Parents of newborns: get your Zzzzzs back

Recently I’ve seen some very tired parents of newborns in my office.


Sleep deprivation, while common, leaves you prone to emotional distress and more susceptible to illness. Driving sleep deprived is as dangerous as driving drunk.  Lack of sleep can even cause brain wave patterns similar to those seen in people with seizures. 


Ask for help. If you live near family, take them up on offers to cook a meal or come hold the baby while you take a nap during the day. If you don’t have friends or family to provide free help, look for local teens trying to earn some community service hours or volunteer seniors from your local house of worship or YMCA. For a relatively small expense you could probably pay a money-starved teen to complete some household chores or to babysit in your home while you, the parents, grab some much needed sleep. Remember, too, that this is the time to get to know the baby as a family member, not to entertain others. If the people standing in your kitchen are not willing to do the dishes, then point them to the door. 


For a larger expense but sanity-saving measure, pay someone to help out overnight a few times a week, or ask a kind relative to sleep over. My husband and I still credit our neighbor, who helped us out some nights after our twins were born, for saving our marriage (sleep deprivation does not enhance a spousal relationship). Even breastfeeding moms can make this work. The helper should wake mom to breastfeed, then take the baby away so the mom can go immediately back to sleep.  Meanwhile the helper burps, changes, soothes, and settles the infant. 

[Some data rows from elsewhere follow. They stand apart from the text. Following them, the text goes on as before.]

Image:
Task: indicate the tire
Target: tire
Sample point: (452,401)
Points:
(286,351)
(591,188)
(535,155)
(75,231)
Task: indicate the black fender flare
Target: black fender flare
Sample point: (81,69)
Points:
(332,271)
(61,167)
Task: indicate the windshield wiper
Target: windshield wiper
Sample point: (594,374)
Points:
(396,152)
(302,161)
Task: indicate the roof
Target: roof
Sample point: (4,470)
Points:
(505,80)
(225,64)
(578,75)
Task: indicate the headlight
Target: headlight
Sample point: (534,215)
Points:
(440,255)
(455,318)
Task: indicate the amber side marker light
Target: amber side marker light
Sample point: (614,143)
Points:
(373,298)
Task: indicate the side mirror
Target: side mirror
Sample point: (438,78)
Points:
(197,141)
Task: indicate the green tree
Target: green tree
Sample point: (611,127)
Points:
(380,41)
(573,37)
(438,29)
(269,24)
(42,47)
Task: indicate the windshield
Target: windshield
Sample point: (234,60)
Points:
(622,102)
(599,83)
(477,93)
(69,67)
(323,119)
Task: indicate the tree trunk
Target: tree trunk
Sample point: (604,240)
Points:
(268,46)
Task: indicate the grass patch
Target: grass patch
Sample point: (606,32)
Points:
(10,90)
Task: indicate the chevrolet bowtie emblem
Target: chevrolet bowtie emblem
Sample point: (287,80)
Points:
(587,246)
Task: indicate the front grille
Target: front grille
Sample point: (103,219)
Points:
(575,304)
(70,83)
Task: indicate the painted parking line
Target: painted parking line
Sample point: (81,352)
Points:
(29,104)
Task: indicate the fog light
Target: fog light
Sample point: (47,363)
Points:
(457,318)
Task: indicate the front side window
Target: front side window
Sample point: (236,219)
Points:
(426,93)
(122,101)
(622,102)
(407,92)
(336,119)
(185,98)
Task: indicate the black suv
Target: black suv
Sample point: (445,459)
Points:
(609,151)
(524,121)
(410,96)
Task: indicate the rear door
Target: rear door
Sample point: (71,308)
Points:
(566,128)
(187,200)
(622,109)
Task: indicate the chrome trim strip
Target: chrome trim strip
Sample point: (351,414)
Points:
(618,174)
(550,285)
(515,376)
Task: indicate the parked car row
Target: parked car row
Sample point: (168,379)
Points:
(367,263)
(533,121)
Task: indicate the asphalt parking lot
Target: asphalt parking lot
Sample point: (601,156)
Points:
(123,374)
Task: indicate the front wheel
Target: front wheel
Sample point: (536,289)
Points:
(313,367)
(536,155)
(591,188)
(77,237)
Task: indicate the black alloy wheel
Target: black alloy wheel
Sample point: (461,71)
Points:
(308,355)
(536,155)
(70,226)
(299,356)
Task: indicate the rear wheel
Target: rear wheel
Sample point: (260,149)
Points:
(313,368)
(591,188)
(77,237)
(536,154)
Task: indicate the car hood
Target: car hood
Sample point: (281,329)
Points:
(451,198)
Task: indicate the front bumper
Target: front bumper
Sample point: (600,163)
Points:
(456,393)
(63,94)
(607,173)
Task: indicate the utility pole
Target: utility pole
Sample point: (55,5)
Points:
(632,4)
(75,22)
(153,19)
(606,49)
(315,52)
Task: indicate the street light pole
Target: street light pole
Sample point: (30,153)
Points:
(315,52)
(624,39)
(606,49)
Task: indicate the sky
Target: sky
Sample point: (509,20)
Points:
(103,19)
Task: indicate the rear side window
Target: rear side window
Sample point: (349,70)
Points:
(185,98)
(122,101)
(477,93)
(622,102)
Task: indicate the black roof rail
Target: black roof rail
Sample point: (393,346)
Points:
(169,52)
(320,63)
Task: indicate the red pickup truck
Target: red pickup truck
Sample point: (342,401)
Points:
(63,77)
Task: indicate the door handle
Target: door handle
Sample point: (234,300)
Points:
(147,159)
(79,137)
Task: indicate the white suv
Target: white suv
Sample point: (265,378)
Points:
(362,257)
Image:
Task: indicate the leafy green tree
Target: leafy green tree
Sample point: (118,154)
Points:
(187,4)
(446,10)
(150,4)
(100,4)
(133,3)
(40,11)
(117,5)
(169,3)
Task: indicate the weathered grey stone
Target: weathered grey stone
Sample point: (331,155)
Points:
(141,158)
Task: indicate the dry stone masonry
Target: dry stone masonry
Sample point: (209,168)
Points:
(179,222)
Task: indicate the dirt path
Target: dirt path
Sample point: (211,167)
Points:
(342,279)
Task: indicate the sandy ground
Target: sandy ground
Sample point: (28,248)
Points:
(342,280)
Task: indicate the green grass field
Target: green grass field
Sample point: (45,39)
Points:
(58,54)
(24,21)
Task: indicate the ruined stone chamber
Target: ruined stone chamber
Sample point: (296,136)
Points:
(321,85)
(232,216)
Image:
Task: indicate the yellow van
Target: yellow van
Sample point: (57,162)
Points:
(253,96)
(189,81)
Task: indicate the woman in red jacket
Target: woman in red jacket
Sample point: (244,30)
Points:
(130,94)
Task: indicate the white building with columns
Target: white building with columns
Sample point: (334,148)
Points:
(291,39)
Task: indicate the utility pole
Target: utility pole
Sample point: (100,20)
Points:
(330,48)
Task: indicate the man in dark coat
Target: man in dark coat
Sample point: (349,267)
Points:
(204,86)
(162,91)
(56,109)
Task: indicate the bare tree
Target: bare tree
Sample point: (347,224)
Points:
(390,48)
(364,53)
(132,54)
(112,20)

Even if you never took naps before, you will learn to extract super-human refreshment from a series of short naps throughout the day and night. Remember that the frequent awakenings are temporary because newborns only have newborn sleep patterns for as long as they are, well, newborns. Although this time FEELS like centuries while you are living it, in reality it lasts at most for about three months. After that, babies naturally lengthen time between feeds because their growth rate slows and thus they are able to stay asleep for longer periods of time. Sleep when the baby sleeps. Do not try to do anything “productive.”


Other tricks to fend off the effects of sleep deprivation, I learned as a pediatric resident. In those days I worked 36 hour shifts every fourth day for three years. I found seeing sunlight and smelling coffee helps ameliorate sleepiness.  A shower FEELS like about two hours of sleep.


New parents need to force themselves to nap and put the rest of their household on hold. Hire a cleaning service if you can afford it, order take-out or eat breakfast cereal for dinner, and don’t worry about keeping up with laundry.


Sleep is an essential of life, just like food and water. If this post put you to sleep, then you are not getting enough. Sleep, that is. Hey, did you just see a sheep?  Count it!